De Profundis a créé une pépite du death mélodique avec Emptiness Within. Ils avaient confirmé l’essai avec Kingdom Of The Blind, malgré un son bien dégueulasse. C’est avec une grande impatience que j’attendais leur successeur, nommé The Blindness Light Of Faith (décidément, ils ont un truc avec les aveugles). Surtout qu’une écoute très rapide m’avait permis de constater que leur son s’était grandement amélioré. Tous les voyants étaient au vert. Sauf que…

Mon Dieu ! Mais que s’est-il passé ?! Difficile, à la première écoute, de reconnaître le groupe. Pas d’introduction pour nous mettre dans l’ambiance, on commence par un "Obsidian Spires" très direct. Et ce sera le coup sur tout l’album. Les Britanniques ont simplifié leur style en supprimant (presque) tous les passages d’ambiance et atmosphériques… Mais pourquoi ? Pourquoi ?! La musique paraît beaucoup moins subtile, à l’image de ce "Martyrs" qui démarre sur des « Allah Akbar » criés et enchaîne sur des gros riffs. Pour le fan de De Profundis, le choc est rude. La pilule est difficile à avaler… Surtout que le dossier presse ne parle pas d’envie particulière du groupe de changer de cap. Quant au line-up, il n’a pas bougé. Après avec vécu cet état de fait comme un traumatisme et avoir pleuré sous ma douche, j’ai décidé de faire mon travail et d’écouter attentivement cet enregistrement pour savoir ce qu’il valait intrinsèquement. Les gars sont toujours là, leur talent n’a pas disparu. Respectons leur envie de faire autre chose… Que nous proposent-ils alors ? Une diatribe contre les religions. Et de cette colère naîtrait cette musique plus agressive ?
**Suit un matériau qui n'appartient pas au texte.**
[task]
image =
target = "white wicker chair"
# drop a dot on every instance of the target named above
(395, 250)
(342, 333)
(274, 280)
On constate quand même rapidement que De Profundis reste dans sa mouvance death progressif mélodique. Ce sont les ambiances qui disparaissent au profit d’une musique plus directe. Techniquement, il existe encore des breaks typiques du groupe ("Opiate for the Masses") qui nous rappellent combien De Profundis est à part. Les écoutes s’accumulant, la richesse de la musique proposée sur ce recueil saute aux yeux. Derrière les (rares) riffs un peu bas du front, les guitares se révèlent fantastiques. Les sonorités sont souvent originales et ne sombrent pas dans la facilité. Et que de dire des solos qui sont autant de grands moments ? La basse nous réserve une nouvelle fois de formidables embardées qui raviront les fans de quatre et cinq cordes. Le tout est porté par le chant toujours aussi convaincant de Craig Land. Au fil du temps, l’âme de De Profundis réapparaît. Certes, le choc a été rude, mais les Londoniens répondent finalement présent et leur talent aussi. Le côté progressif, moins évident est bien là avec ses cassures, ses syncopes, ses changements de sonorités… Et le fait que le collectif bénéficie d'un son correct mettant en valeur ses compositions ajoute une note positive.
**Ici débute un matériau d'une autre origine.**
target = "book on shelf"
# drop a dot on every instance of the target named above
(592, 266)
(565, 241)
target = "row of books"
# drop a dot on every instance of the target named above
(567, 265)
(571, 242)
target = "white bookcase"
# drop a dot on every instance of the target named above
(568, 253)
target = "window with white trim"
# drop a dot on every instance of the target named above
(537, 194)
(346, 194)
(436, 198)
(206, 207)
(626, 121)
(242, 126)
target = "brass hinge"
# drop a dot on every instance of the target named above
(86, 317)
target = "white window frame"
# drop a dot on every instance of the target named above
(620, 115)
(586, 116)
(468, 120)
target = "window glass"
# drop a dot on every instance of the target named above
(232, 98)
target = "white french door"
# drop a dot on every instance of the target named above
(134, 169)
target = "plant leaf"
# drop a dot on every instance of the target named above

Je ne peux pas mettre cet album en coup de cœur. Le choc a été trop dur. De Profundis propose clairement autre chose tout en gardant son talent intact. Une fois cet état de fait accepté, l’œuvre révèle toutes ses qualités: du death mélodique progressif de haute volée, puissant, efficace et riche. Jetez-vous dessus sans attendre.